RADAR24.co.id – Tim Tekab 308 Presisi Polsek Way Pengubuan, Polres Lampung Tengah, Polda Lampung berhasil mengungkap kasus tindak pidana pencurian dengan pemberatan yang terjadi di area perkebunan PT. GGF (Great Giant Foods).

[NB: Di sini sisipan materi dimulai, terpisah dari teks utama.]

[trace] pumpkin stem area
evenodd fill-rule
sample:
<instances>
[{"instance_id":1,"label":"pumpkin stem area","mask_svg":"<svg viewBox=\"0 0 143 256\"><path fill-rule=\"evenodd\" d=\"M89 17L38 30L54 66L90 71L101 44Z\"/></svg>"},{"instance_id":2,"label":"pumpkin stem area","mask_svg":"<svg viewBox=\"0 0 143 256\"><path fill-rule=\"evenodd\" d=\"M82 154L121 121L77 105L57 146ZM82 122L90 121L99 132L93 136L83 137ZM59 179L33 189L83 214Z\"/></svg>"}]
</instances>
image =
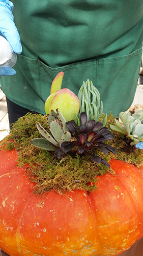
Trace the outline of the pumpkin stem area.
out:
<instances>
[{"instance_id":1,"label":"pumpkin stem area","mask_svg":"<svg viewBox=\"0 0 143 256\"><path fill-rule=\"evenodd\" d=\"M112 120L111 115L108 117L108 125ZM42 137L36 126L38 122L48 131L46 116L28 113L14 124L10 135L5 138L0 144L0 150L15 148L18 153L16 160L18 167L28 164L25 173L35 183L34 194L42 195L51 189L60 194L75 189L92 192L97 189L99 175L107 172L114 173L104 164L98 164L89 156L79 155L76 148L65 154L62 160L57 160L54 152L33 146L30 140ZM114 139L106 143L117 148L117 155L109 153L106 155L98 149L94 150L93 152L96 150L96 155L108 162L111 158L116 158L138 167L142 165L142 151L130 146L124 134L111 132Z\"/></svg>"}]
</instances>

Kapolsek Way Pengubuan, Iptu Bayu Zefriyandi Ogara, S.Psi., M.M mewakili Kapolres Lampung Tengah, AKBP Charles Pandapotan Tampubolon, S.I.K., S.H., M.H menjelaskan, peristiwa tersebut terjadi pada Jumat (13/2/26) sekitar pukul 04.00 WIB di lokasi 105 A perkebunan PT. GGF, Kampung Banjar Ratu, Kecamatan Way Pengubuan, Kabupaten Lampung Tengah.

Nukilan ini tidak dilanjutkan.